The design and optimization of solvent assisted thermal recovery processes for heavy oil and bitumen require accurate predictions of viscosity as a function of temperature, pressure, and composition. In this case study, the performance of the Expanded Fluid (EF) viscosity model is tested on viscosity data for an Alberta bitumen diluted with carbon dioxide (5.2 wt%), ethane (5.1 wt%), propane (7.6 and 16 wt%), n-butane (14.5 wt%), n-pentane (15 and 30 wt%) and n-heptane (15 and 30 wt%) at temperatures from 20 to 175°C and pressures up to 10 MPa. The main input to the EF model is the density of the fluid and densities were measured at the same conditions as the viscosity measurements.
The viscosity of the bitumen was fitted with average absolute relative deviation (AARD) of 8%. The viscosities of the diluted bitumen mixtures were predicted without tuning with an overall AARD of 17% when using measured densities as an input. The viscosity predictions were improved to an AARD of 7% using generalized viscosity binary interaction parameters. When using densities calculated with an excess volume based mixing rule, the viscosity predictions were slightly more deviated with an overall AARD of 10%.

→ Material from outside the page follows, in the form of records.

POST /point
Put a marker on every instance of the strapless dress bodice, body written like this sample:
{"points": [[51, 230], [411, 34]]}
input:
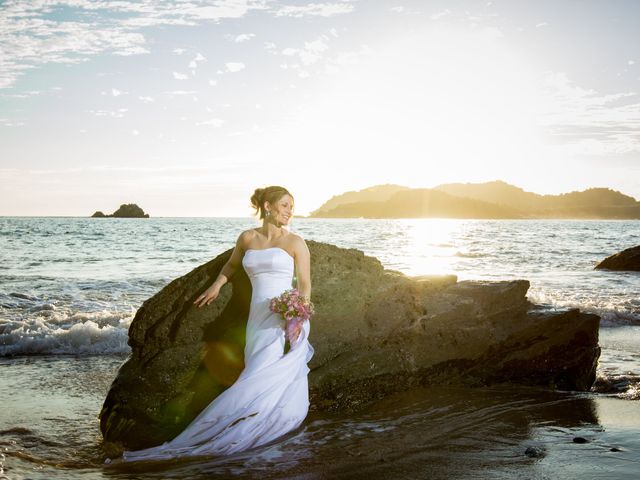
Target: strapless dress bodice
{"points": [[270, 271]]}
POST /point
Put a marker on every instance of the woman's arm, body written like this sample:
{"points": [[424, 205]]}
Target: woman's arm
{"points": [[303, 267], [226, 272]]}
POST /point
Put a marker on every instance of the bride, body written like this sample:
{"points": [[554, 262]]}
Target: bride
{"points": [[271, 395]]}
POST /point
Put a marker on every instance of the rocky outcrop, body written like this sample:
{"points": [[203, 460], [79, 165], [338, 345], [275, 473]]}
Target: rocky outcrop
{"points": [[375, 332], [628, 259], [126, 210]]}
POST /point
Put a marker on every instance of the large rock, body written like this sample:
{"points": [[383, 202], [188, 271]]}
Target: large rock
{"points": [[628, 259], [375, 332]]}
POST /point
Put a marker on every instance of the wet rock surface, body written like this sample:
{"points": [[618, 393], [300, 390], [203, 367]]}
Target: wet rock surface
{"points": [[375, 332]]}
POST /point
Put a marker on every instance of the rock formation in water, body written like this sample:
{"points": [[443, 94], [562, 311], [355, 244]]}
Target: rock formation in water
{"points": [[375, 332], [126, 210], [628, 259]]}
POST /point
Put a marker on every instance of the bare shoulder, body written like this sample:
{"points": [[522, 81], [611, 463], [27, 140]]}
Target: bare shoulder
{"points": [[297, 243], [245, 238]]}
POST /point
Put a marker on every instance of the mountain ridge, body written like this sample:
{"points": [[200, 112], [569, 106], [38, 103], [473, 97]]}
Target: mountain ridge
{"points": [[495, 199]]}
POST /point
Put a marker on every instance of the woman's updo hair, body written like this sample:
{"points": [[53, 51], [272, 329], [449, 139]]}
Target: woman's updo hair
{"points": [[269, 194]]}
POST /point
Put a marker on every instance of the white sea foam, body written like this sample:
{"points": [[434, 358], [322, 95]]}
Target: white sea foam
{"points": [[104, 334]]}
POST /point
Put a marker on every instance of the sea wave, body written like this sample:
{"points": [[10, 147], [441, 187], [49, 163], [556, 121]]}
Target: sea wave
{"points": [[80, 334]]}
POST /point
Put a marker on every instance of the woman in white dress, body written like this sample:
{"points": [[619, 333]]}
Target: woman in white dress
{"points": [[271, 395]]}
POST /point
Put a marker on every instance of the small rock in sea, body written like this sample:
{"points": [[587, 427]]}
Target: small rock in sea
{"points": [[534, 452]]}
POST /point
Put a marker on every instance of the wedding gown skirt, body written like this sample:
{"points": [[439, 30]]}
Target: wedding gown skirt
{"points": [[271, 395]]}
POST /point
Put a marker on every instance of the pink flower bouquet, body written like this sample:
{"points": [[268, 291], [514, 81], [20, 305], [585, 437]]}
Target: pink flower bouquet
{"points": [[295, 310]]}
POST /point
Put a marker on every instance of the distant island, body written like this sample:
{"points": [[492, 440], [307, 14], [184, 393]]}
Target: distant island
{"points": [[126, 210], [490, 200]]}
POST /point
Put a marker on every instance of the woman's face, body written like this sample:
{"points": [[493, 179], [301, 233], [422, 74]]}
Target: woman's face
{"points": [[282, 210]]}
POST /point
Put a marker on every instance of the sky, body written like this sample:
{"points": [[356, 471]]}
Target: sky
{"points": [[185, 107]]}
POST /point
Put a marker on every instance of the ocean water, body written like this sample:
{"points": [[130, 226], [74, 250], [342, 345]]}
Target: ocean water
{"points": [[69, 288]]}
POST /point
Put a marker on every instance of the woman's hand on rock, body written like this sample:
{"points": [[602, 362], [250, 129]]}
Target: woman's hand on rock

The EF model predictions were used to evaluate the effectiveness of n-alkane solvents in reducing bitumen viscosity at in situ steam-solvent process conditions. The solubility of the solvent in bitumen was found to be the main factor controlling the mixture viscosity. The less volatile the solvent is, the greater is the viscosity reduction at a given pressure and temperature. As the process temperature increases, the greater is the viscosity reduction from a given solvent due to increased solubility at higher steam saturation pressures.